I write a lot of blog posts. In addition to this blog, I'm also a part of 3 other group blogs (Scene 13, Embracing Romance, and The Naked Hero), as well as my personal blogs (my author blog, and Oven Mitts and Other Bits). And as we all know, a good picture spruces up a post very nicely.

But how do you know if it's okay to use a particular picture?

I always try to use pics that I know for sure are free to use. I carefully read the licensing agreements on the sites where I find my pictures and I always try to link to the source of picture, even if it's free to use and doesn't require a link. And for the most part, if I can't find a picture on a site that I know for sure is free and safe to use, or that I've purchased the rights to, I won't use a picture for that post.

Occasionally I'll write a post like the one I just did for The Naked Hero on Comic Book Heroes, that really could use a good picture. But using one nowadays when you don't own the copyright is scary. So I did some googling and found this post on Navigating Copyright and Fair Use Online. Be sure to visit the site and read the post in its entirety; it's got some great info.

But this is the gist I gleaned from it:

  • If you are using the photo as part of a discussion or review on the item/person pictured - for instance, if you are reviewing a product and include a picture of that product - that is most likely okay.
  • If you are using the picture in an abstract way (the post used the example of using a portion of the Dumb and Dumber movie poster to discuss dumb actions, but nothing in the post was actually discussing the movie) then that is not okay.

In other words, if you are using the image to physically identify what you are discussing in your post, you are probably okay.
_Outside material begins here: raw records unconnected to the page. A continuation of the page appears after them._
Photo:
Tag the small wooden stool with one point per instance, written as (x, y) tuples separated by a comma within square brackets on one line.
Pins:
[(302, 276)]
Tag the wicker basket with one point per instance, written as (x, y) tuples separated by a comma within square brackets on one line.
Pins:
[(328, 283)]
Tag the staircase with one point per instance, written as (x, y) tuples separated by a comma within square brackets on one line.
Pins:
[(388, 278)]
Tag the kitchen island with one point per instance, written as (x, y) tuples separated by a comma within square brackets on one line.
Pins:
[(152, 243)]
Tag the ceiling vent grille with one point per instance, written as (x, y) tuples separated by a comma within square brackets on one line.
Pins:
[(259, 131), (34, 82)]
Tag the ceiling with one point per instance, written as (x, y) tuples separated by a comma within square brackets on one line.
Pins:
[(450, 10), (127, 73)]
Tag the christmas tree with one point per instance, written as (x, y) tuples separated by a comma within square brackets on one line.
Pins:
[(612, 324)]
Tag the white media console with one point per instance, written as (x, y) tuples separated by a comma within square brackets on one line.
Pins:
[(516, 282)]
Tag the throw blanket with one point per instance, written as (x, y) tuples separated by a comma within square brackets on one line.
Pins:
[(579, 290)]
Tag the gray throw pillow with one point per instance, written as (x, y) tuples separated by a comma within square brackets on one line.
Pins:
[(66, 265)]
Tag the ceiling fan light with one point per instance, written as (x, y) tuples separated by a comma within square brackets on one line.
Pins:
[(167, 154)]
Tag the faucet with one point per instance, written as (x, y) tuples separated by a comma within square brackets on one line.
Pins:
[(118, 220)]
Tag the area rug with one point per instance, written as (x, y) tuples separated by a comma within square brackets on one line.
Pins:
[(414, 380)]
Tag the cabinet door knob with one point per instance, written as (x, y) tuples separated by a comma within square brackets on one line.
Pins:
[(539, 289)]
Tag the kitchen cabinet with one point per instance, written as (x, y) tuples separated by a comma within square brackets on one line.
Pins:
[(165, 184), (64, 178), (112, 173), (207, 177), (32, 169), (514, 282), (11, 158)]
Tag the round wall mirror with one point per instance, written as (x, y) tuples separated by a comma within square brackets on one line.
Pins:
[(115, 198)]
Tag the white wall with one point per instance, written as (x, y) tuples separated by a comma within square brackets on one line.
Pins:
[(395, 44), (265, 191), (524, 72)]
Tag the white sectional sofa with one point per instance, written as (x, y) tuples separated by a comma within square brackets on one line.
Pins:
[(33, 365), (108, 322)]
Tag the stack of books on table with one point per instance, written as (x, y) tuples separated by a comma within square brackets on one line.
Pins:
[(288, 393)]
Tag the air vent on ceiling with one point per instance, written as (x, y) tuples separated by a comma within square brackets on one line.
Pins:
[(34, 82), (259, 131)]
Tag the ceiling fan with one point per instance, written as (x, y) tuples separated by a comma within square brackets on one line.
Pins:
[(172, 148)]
Again, can't stress this enough, this is just my understanding and I'm sure there are instances when this is not true.

So, for my post on Comic Book Heroes, in which I discussed various heroes from the current comic book movies, I used pictures of those heroes. To further cover my butt, I used the promotional movie posters instead of stills from the movie, my thinking being that since those are created to promote the movies, there would be less objection of them being spread around. Kind of like sharing a book cover. I'd love to see my covers plastered all over the place ;-)

Am I certain I'm in the clear? No...which is why I very, very rarely use pictures like this :-) I also keep a few credits going on sites like,,, etc. I can usually find a great photo for one credit and then I know for sure I am okay because I've purchased the right to use the picture.

Bottom line, if you want to be sure you are safe to use a picture, don't use one unless there is express written permission specifically giving others the right to use the picture, or unless you've contacted the artist to gain permission.


  1. And, it's also the perfect excuse for people to start taking their own pictures more often (says the photographer). See a funny sign? Take a picture, and you might be able to use it later. For a previous post on crossroads, I went out and took a picture of an actual crossroads--rather literal, but a different way to jazz up a post.

    1. Very true. I've started taking a lot more pictures for that exact reason :)

  2. Excellent post and thank you for the website. It is scary when deciding what to use and not use in blog postings. We all want them to be "glamorized" but don't really want to get nailed for using photos we shouldn't be touching.